Sunset Park’s largest multilingual senior center is back in business after a tense standoff over a steep rent hike that briefly shut its doors. The closure cut hundreds of older neighbors off from daily meals, classes and social services, and sent protesters into the streets. City and state officials say a burst of discretionary funding let the United Senior Center lock in a long-term lease and reopen.
When their landlord tried to raise the rent by more than 70%, the largest multilingual senior center in Sunset Park was forced to close its doors. But Sunset Park fought back.
— Mayor Zohran Kwame Mamdani (@NYCMayor) July 17, 2026
Thanks to the leadership of @CMAlexaAviles and @MMitaynes, who secured the funding to save the United… pic.twitter.com/SEHPRL1PBV
How officials unlocked emergency funding
Councilmember Alexa Avilés and Assemblymember Marcela Mitaynes helped pull together more than $1 million in discretionary city and state money - about $500,000 from the City Council and $600,000 from the State Assembly. Officials say that cash infusion let United Senior Center sign a 10-year lease and switch the lights back on, according to Brooklyn Paper.
What the landlord proposed
The building’s owner had been pushing for a roughly 70 percent rent hike for the first three years of a 10-year lease, with built-in bumps that would add up to more than an 86 percent increase over the full term, Brooklyn Reporter noted. United Senior’s executive director, Grisel Amador, told Gothamist the draft lease also would have stuck the nonprofit with major repairs and upgrades, costs the center simply could not carry.
Why the center matters in Sunset Park
The 10,000-square-foot hub - often described by local leaders as the neighborhood’s largest older-adult and multilingual center - serves thousands of seniors with meals, culturally specific programs and case management. After the deal came together, officials and community members packed the building for a reopening celebration in October, and leaders say the new funding gives United Senior some breathing room to keep serving the community, per Brooklyn Paper.

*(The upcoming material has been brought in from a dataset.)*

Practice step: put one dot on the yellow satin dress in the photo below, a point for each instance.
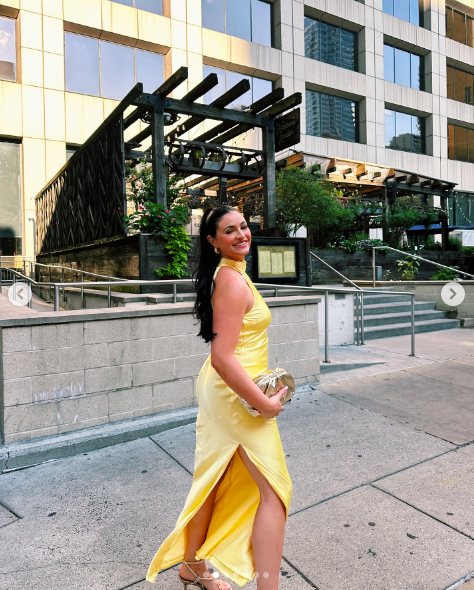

A fight over nonprofit space and rising rents
Advocates say the showdown fits into a larger story of gentrification and climbing commercial rents that can push community nonprofits out of ground-floor space. Coverage of the rallies outside the center last spring showed hundreds of residents demanding a deal that would keep the site open for the neighborhood’s elders.
Mamdani’s message and what’s next
Mayor Zohran Kwame Mamdani weighed in on X on July 17, publicly thanking Avilés and Mitaynes and posting photos of seniors celebrating inside the reopened center. Organizers say they will keep an eye on lease negotiations at similar sites across the city and keep pressing for more stable funding to protect community anchors like United Senior Center.